Une grosse araignée velue qui traverse le salon à toute vitesse : chaque automne, la scène se répète et fait sursauter. Mais contrairement à l'idée reçue, ce n'est pas le froid qui pousse les tégénaires à entrer. La vraie raison est plus... romantique. Voici pourquoi elles reviennent, par où elles se faufilent, et comment limiter les rencontres sans leur faire de mal.
Le grand retour des tégénaires
Vous ne les aviez pas vues de l'été, et les voilà qui traversent le mur du salon à la tombée du soir. Chaque automne, les tégénaires refont surface dans nos maisons. Ces grandes araignées sombres et velues, aux longues pattes, comptent parmi les plus imposantes de nos régions, jusqu'à une dizaine de centimètres d'envergure. De quoi faire sursauter, alors qu'un Français sur quatre déclare avoir peur des araignées. Rassurez-vous, leur retour a une explication simple, et rien d'inquiétant.
Non, ce n'est pas le froid qui les fait entrer
L'idée que les araignées se réfugieraient chez nous pour fuir le froid est un mythe tenace. La vérité est ailleurs : la fin de l'été est la pleine saison de reproduction des tégénaires. Ce sont les mâles qui quittent leur toile et partent en vadrouille pour trouver une femelle. « Il s'agit d'un Roméo à la recherche de sa Juliette », résume Christine Rollard, aranéologue au Muséum national d'histoire naturelle.

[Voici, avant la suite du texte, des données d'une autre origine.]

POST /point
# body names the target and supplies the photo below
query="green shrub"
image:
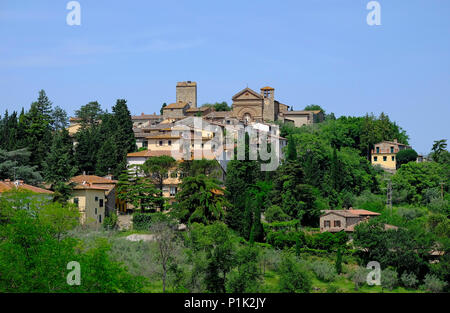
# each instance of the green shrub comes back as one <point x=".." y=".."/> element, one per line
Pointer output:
<point x="280" y="239"/>
<point x="389" y="279"/>
<point x="324" y="271"/>
<point x="410" y="213"/>
<point x="293" y="278"/>
<point x="143" y="221"/>
<point x="359" y="277"/>
<point x="433" y="284"/>
<point x="333" y="289"/>
<point x="409" y="280"/>
<point x="110" y="222"/>
<point x="326" y="241"/>
<point x="275" y="213"/>
<point x="370" y="201"/>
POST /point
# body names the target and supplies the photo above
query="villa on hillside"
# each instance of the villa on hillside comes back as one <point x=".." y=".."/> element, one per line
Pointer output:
<point x="385" y="154"/>
<point x="345" y="220"/>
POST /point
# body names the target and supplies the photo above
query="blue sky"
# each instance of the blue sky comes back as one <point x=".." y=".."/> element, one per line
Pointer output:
<point x="310" y="51"/>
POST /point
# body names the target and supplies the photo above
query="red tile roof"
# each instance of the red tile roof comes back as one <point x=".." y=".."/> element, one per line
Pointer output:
<point x="93" y="179"/>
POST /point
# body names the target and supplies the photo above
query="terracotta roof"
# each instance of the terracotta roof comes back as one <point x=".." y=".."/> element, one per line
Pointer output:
<point x="363" y="212"/>
<point x="200" y="109"/>
<point x="344" y="213"/>
<point x="149" y="153"/>
<point x="217" y="192"/>
<point x="351" y="212"/>
<point x="393" y="143"/>
<point x="176" y="105"/>
<point x="89" y="186"/>
<point x="302" y="112"/>
<point x="92" y="179"/>
<point x="146" y="116"/>
<point x="9" y="185"/>
<point x="247" y="90"/>
<point x="218" y="114"/>
<point x="168" y="136"/>
<point x="188" y="83"/>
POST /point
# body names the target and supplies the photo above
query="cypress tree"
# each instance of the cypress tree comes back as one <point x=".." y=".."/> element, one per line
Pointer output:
<point x="59" y="164"/>
<point x="291" y="151"/>
<point x="125" y="140"/>
<point x="39" y="129"/>
<point x="338" y="264"/>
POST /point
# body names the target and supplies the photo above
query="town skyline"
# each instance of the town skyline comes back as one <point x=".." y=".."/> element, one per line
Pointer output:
<point x="316" y="54"/>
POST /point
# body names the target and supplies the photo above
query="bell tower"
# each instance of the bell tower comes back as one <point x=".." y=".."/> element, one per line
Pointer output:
<point x="187" y="92"/>
<point x="268" y="95"/>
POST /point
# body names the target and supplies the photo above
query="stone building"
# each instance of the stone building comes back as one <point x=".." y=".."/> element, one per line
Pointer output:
<point x="187" y="92"/>
<point x="300" y="118"/>
<point x="175" y="110"/>
<point x="385" y="154"/>
<point x="146" y="120"/>
<point x="346" y="220"/>
<point x="249" y="106"/>
<point x="337" y="220"/>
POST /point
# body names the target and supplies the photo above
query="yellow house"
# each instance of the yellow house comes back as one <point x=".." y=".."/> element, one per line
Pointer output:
<point x="91" y="201"/>
<point x="385" y="154"/>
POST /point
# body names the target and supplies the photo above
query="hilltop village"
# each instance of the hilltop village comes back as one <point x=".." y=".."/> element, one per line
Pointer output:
<point x="251" y="197"/>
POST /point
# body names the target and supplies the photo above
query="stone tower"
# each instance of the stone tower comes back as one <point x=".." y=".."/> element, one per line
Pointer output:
<point x="187" y="92"/>
<point x="269" y="111"/>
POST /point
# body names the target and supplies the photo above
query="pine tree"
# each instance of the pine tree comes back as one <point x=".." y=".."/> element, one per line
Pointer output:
<point x="106" y="157"/>
<point x="339" y="261"/>
<point x="125" y="140"/>
<point x="39" y="129"/>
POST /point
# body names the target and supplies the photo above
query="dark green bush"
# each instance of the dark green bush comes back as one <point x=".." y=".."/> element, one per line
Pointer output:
<point x="143" y="221"/>
<point x="110" y="222"/>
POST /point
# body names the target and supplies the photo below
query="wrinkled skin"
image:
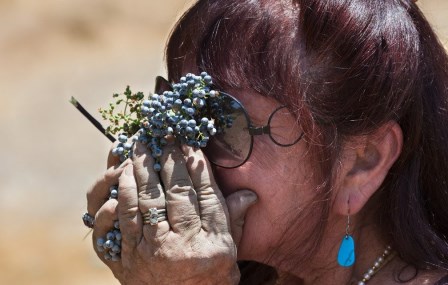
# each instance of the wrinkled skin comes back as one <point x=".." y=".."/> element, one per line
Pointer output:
<point x="202" y="230"/>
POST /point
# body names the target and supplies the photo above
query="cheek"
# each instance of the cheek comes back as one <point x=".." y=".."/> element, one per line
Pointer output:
<point x="284" y="188"/>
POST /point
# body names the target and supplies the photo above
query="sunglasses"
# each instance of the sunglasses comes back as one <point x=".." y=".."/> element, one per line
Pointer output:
<point x="232" y="146"/>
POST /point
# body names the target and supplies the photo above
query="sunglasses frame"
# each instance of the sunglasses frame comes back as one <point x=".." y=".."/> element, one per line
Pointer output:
<point x="252" y="130"/>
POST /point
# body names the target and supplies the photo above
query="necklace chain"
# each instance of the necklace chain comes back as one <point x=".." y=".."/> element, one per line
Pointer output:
<point x="387" y="255"/>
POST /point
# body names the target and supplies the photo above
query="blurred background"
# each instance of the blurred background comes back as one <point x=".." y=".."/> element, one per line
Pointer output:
<point x="51" y="50"/>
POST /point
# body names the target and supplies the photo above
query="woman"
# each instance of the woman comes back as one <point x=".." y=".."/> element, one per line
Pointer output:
<point x="358" y="153"/>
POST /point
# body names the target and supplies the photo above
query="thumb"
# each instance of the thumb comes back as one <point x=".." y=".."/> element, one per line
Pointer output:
<point x="238" y="203"/>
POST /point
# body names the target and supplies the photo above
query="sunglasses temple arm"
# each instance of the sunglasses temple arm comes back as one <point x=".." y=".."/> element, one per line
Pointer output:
<point x="91" y="118"/>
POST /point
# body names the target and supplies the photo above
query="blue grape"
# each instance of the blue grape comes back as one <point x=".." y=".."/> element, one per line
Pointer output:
<point x="191" y="112"/>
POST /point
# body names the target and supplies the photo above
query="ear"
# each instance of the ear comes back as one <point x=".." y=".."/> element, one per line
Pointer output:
<point x="364" y="164"/>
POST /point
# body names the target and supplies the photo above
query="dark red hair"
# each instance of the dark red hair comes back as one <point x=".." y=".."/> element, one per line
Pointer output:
<point x="345" y="67"/>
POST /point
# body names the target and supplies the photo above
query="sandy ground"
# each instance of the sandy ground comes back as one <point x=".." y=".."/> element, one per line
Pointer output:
<point x="51" y="50"/>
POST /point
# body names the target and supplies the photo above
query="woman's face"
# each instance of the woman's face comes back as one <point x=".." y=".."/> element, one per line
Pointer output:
<point x="280" y="176"/>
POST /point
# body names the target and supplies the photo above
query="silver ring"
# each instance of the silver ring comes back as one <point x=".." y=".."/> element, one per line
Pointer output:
<point x="88" y="220"/>
<point x="154" y="216"/>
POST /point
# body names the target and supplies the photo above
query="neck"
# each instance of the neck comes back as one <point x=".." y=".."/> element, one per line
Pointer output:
<point x="323" y="269"/>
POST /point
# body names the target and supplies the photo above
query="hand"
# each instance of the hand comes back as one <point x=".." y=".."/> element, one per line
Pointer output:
<point x="195" y="244"/>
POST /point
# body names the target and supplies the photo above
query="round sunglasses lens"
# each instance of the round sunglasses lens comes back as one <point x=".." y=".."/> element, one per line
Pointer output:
<point x="284" y="127"/>
<point x="231" y="147"/>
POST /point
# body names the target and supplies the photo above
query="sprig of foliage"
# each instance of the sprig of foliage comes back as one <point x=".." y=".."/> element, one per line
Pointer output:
<point x="126" y="119"/>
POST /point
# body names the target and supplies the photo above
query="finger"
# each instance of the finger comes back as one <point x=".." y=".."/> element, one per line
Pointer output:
<point x="148" y="182"/>
<point x="210" y="199"/>
<point x="113" y="159"/>
<point x="99" y="193"/>
<point x="238" y="203"/>
<point x="181" y="200"/>
<point x="150" y="191"/>
<point x="128" y="212"/>
<point x="104" y="223"/>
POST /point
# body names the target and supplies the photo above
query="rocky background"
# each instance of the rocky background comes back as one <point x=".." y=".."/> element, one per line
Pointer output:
<point x="51" y="50"/>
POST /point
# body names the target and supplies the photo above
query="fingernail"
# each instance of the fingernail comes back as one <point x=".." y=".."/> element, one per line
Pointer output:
<point x="129" y="170"/>
<point x="249" y="197"/>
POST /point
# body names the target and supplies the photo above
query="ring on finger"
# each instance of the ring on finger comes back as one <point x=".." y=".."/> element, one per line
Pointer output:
<point x="153" y="216"/>
<point x="88" y="220"/>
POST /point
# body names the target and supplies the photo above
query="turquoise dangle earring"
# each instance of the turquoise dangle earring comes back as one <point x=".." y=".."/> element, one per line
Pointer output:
<point x="346" y="253"/>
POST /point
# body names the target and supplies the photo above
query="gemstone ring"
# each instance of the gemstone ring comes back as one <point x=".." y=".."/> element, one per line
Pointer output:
<point x="153" y="216"/>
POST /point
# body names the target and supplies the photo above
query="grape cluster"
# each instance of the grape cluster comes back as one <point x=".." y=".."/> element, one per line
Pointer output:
<point x="191" y="112"/>
<point x="111" y="244"/>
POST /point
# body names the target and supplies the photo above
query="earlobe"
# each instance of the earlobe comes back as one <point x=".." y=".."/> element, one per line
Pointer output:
<point x="365" y="163"/>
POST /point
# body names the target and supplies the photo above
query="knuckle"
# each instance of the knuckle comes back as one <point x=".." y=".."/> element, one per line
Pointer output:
<point x="150" y="192"/>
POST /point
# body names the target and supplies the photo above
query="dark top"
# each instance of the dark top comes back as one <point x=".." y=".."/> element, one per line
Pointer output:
<point x="443" y="281"/>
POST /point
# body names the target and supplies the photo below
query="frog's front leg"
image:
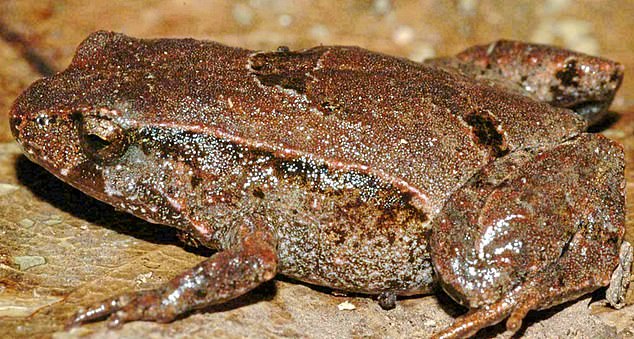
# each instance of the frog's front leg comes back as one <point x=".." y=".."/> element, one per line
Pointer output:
<point x="249" y="261"/>
<point x="531" y="230"/>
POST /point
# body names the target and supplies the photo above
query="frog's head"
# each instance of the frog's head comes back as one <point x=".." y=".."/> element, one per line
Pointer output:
<point x="97" y="149"/>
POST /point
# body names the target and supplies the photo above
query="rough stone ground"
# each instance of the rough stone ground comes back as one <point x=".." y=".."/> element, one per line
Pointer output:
<point x="60" y="249"/>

Comme ces araignées sont surtout actives la nuit, on les croise à l'heure de l'apéro, lancées à pleine vitesse. Et malgré l'impression d'invasion, elles ne sont pas plus nombreuses qu'avant, seulement plus visibles : on en voit rarement plus de deux ou trois. Nos maisons, trop chaudes et trop sèches pour elles, ne sont d'ailleurs qu'un lieu de passage, où la tégénaire finit parfois coincée dans la baignoire, incapable d'en remonter les parois glissantes.
Par où elles se faufilent
Ce n'est pas par la porte grande ouverte qu'elles arrivent, mais par les interstices. Un bas de porte mal ajusté, une fissure dans un mur, un joint de fenêtre fatigué, le passage d'une canalisation ou d'un câble, une grille d'aération : quelques millimètres leur suffisent. Beaucoup vivent déjà à l'année dans les recoins peu fréquentés, caves, garages, greniers, et ne font que remonter vers les pièces de vie à la faveur de la saison.
Faut-il vraiment s'en débarrasser ?
Avant de sortir le chausson, un rappel utile : la tégénaire est totalement inoffensive. Elle ne pique pas, n'attaque pas l'homme et reste très craintive, prompte à fuir. Mieux, elle rend service en capturant mouches, moustiques et petits insectes de la maison.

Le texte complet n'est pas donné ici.